Le grand débat, un "vrai moment démocratique" pour le maire de Trèbes, qui s'est greffé à une période "très difficile"

Le maire de Trèbes, Éric Menassi, aux funérailles des victimes de l\'attaque terroriste du 23 mars 2018.
Le maire de Trèbes, Éric Menassi, aux funérailles des victimes de l'attaque terroriste du 23 mars 2018. (BOYER CLAUDE / MAXPPP)

L'élu de l'Aude se dit à la fois "impatient et optimiste", alors que le Premier ministre Edouard Philippe présente lundi les conclusions du grand débat.

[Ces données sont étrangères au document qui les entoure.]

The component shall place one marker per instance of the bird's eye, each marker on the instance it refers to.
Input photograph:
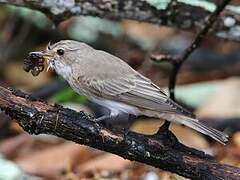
(60, 52)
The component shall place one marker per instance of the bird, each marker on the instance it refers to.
(112, 83)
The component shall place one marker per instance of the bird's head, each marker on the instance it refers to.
(64, 53)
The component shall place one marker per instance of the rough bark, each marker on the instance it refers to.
(183, 14)
(162, 150)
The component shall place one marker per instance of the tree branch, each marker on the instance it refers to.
(179, 60)
(162, 150)
(188, 15)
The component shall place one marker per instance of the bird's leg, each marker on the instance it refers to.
(164, 127)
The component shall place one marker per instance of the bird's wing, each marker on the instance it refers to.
(134, 90)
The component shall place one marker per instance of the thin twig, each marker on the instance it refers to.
(177, 61)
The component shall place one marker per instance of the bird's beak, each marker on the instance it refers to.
(44, 55)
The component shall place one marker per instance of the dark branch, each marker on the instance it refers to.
(178, 61)
(162, 150)
(183, 15)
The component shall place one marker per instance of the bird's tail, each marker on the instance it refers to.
(198, 126)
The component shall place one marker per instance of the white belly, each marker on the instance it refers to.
(117, 107)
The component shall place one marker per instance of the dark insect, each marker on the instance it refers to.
(34, 63)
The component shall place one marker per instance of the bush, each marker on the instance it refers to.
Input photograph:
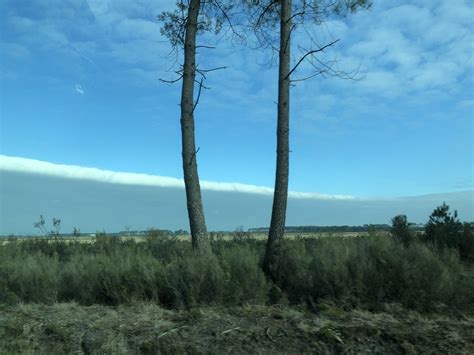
(369, 271)
(400, 230)
(352, 272)
(444, 230)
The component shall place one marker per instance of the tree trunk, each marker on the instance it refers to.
(197, 222)
(280, 196)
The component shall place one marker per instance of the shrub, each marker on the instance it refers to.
(400, 230)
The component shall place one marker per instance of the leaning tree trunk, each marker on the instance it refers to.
(197, 222)
(280, 196)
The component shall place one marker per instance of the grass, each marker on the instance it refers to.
(337, 294)
(147, 328)
(363, 272)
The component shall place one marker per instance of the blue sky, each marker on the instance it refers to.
(79, 86)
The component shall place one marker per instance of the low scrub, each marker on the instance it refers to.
(365, 272)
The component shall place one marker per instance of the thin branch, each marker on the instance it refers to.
(194, 155)
(171, 81)
(308, 54)
(213, 69)
(260, 18)
(199, 95)
(203, 46)
(227, 18)
(308, 77)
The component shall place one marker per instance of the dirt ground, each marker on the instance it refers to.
(148, 329)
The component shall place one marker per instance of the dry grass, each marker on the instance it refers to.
(146, 328)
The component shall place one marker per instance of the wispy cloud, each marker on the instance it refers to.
(79, 89)
(32, 166)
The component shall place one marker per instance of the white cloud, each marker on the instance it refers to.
(31, 166)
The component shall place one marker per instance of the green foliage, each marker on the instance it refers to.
(400, 229)
(365, 272)
(445, 230)
(370, 271)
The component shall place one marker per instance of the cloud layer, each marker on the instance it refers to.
(31, 166)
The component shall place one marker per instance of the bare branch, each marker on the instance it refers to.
(171, 81)
(310, 53)
(308, 77)
(199, 95)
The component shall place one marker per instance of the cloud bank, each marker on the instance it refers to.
(32, 166)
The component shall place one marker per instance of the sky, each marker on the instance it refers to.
(80, 89)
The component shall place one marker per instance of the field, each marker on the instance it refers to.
(334, 294)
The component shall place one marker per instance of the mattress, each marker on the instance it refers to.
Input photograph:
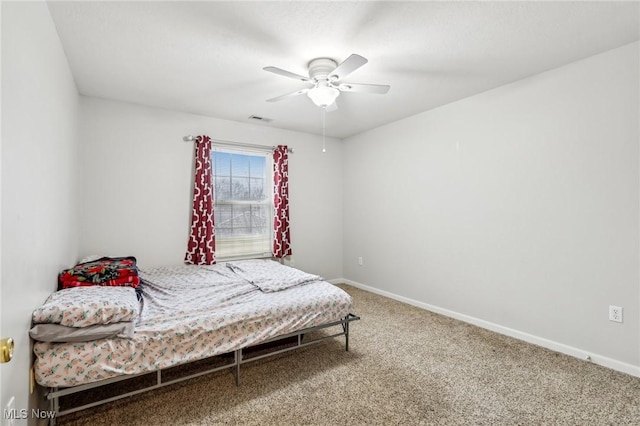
(193, 312)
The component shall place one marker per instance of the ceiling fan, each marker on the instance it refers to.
(326, 76)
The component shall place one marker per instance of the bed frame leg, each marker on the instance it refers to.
(346, 334)
(238, 362)
(54, 406)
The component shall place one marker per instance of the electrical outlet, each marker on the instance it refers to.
(615, 313)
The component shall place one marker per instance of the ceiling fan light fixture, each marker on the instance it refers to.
(323, 96)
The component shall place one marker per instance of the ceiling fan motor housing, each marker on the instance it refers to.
(320, 68)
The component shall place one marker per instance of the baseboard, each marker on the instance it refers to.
(540, 341)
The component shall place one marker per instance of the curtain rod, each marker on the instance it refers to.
(190, 138)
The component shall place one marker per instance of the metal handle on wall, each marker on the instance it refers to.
(6, 349)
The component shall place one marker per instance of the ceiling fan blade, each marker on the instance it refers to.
(285, 73)
(288, 95)
(332, 107)
(348, 66)
(379, 89)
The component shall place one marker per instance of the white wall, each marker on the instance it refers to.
(40, 201)
(516, 208)
(138, 181)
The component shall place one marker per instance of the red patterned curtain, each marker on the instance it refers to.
(281, 236)
(202, 244)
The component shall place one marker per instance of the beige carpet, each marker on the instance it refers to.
(406, 366)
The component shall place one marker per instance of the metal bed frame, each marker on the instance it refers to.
(53, 394)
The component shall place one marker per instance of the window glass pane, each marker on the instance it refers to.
(243, 203)
(222, 188)
(240, 165)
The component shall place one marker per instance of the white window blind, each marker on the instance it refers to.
(243, 203)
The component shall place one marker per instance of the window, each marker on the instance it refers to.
(243, 203)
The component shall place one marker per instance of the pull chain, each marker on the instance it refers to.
(323, 113)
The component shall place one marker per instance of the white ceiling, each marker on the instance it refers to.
(207, 57)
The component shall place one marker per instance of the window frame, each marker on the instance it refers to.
(233, 245)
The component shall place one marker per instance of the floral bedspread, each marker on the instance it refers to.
(189, 313)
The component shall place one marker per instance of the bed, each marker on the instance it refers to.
(176, 316)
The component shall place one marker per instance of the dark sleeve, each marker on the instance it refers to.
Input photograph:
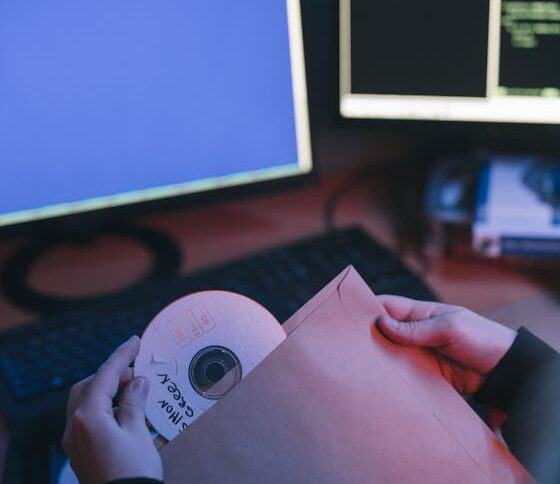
(526, 386)
(136, 480)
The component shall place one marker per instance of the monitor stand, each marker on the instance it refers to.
(16, 271)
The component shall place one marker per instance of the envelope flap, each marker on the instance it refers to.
(325, 407)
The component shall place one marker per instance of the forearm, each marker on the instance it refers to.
(526, 386)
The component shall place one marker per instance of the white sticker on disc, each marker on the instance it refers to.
(196, 350)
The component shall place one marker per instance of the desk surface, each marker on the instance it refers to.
(216, 233)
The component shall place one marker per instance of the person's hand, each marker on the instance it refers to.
(104, 443)
(467, 346)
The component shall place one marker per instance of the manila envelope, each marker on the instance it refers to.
(338, 403)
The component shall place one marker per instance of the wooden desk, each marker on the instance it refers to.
(213, 234)
(225, 231)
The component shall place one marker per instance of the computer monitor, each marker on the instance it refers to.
(485, 61)
(108, 104)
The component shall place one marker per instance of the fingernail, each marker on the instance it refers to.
(139, 385)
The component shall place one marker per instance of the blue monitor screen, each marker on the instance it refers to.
(106, 102)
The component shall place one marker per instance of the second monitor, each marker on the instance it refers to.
(484, 60)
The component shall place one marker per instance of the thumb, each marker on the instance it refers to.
(132, 403)
(426, 332)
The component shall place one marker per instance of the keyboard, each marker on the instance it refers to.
(41, 360)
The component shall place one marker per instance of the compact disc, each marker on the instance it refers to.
(196, 350)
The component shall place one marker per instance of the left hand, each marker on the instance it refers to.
(104, 443)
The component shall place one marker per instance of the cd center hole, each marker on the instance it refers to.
(215, 372)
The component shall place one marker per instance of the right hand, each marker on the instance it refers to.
(467, 346)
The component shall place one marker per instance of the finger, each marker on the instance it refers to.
(126, 377)
(76, 396)
(105, 383)
(406, 309)
(428, 332)
(132, 403)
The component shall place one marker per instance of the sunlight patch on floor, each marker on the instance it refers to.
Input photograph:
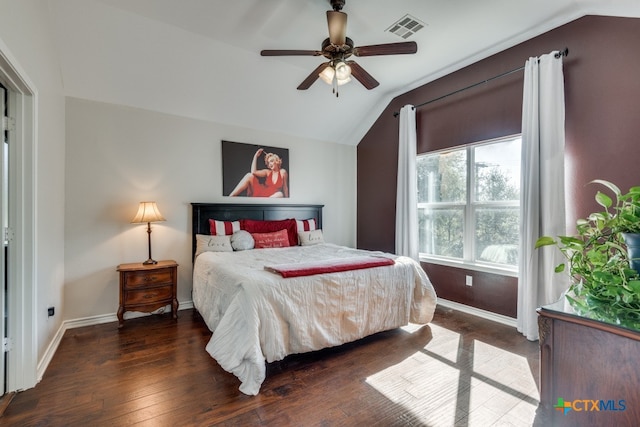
(456, 382)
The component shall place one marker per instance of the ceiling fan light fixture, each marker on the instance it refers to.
(343, 71)
(327, 75)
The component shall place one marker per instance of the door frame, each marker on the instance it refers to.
(21, 317)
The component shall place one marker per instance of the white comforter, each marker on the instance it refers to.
(256, 315)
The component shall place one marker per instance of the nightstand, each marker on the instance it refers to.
(146, 288)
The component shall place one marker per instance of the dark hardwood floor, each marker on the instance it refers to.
(460, 370)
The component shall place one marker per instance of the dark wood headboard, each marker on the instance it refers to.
(202, 212)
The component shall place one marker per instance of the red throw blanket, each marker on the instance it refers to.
(328, 266)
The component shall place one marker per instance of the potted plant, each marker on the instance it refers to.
(603, 283)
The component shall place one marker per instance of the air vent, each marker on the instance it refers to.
(406, 26)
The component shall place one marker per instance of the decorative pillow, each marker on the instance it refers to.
(223, 228)
(255, 226)
(312, 237)
(241, 241)
(306, 225)
(206, 243)
(276, 239)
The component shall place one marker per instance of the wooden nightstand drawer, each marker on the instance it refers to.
(135, 279)
(146, 288)
(148, 296)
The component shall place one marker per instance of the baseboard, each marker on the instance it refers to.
(79, 323)
(509, 321)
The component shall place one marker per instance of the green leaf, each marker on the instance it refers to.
(603, 200)
(611, 186)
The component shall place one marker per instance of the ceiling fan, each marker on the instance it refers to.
(337, 49)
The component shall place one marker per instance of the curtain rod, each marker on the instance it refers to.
(564, 52)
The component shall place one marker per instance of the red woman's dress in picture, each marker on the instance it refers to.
(267, 176)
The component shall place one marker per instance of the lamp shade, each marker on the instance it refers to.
(148, 212)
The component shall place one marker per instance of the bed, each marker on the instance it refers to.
(258, 314)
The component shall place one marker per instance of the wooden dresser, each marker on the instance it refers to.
(146, 288)
(589, 367)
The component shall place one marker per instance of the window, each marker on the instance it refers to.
(469, 204)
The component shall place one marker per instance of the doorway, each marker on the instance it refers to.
(19, 370)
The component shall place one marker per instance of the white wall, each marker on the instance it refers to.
(117, 156)
(26, 33)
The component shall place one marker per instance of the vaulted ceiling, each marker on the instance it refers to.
(201, 58)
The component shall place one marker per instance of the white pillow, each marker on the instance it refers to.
(206, 243)
(242, 240)
(312, 237)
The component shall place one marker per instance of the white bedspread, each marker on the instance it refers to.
(256, 315)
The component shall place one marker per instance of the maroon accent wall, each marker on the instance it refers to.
(602, 99)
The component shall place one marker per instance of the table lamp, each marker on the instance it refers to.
(148, 212)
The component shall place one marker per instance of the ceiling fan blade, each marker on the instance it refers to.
(290, 53)
(311, 78)
(386, 49)
(362, 76)
(337, 27)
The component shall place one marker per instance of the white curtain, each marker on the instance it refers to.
(542, 188)
(406, 199)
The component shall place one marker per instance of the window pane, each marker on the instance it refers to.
(441, 231)
(497, 171)
(442, 177)
(497, 234)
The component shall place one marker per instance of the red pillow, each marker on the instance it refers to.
(255, 226)
(223, 228)
(276, 239)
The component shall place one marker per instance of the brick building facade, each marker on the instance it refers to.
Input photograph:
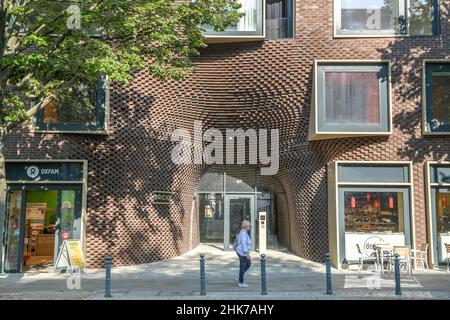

Le maire de Trèbes Éric Menassi a estimé dimanche sur franceinfo que le grand débat avait été "un vrai moment démocratique" qui s'est greffé à une période "très difficile" pour la commune, théâtre l'an dernier de l'attentat au cours duquel Arnaud Beltrame a perdu la vie, puis de fortes inondations. Pour le maire socialiste, un "geste fort en matière de pouvoir d'achat serait le bienvenu".

franceinfo : le 18 janvier à Souillac dans le Lot vous avez participé au grand débat. Que reste-t-il près de 4 mois après ?

Éric Menassi : la ville de Trèbes a traversé au cours de ces derniers mois des périodes extrêmement difficiles [l'attentat au cours duquel le lieutenant-colonel Arnaud Beltrame a perdu la vie, de fortes inondations, ndlr]. Le grand débat s’est greffé à cette période très difficile. Je crois que nos concitoyens ont une forte attente, beaucoup de sujets ont été évoqués. Je retiens le pouvoir d’achat, la nécessité d’être plus entendus. Je retiens également que les territoires ruraux doivent pouvoir s’exprimer plus encore. Mais je pense que c’était un vrai moment démocratique qui nous a permis à nous les élus locaux de pouvoir non pas organiser mais faciliter les débats. La population s'en est emparée et j’en suis ravi.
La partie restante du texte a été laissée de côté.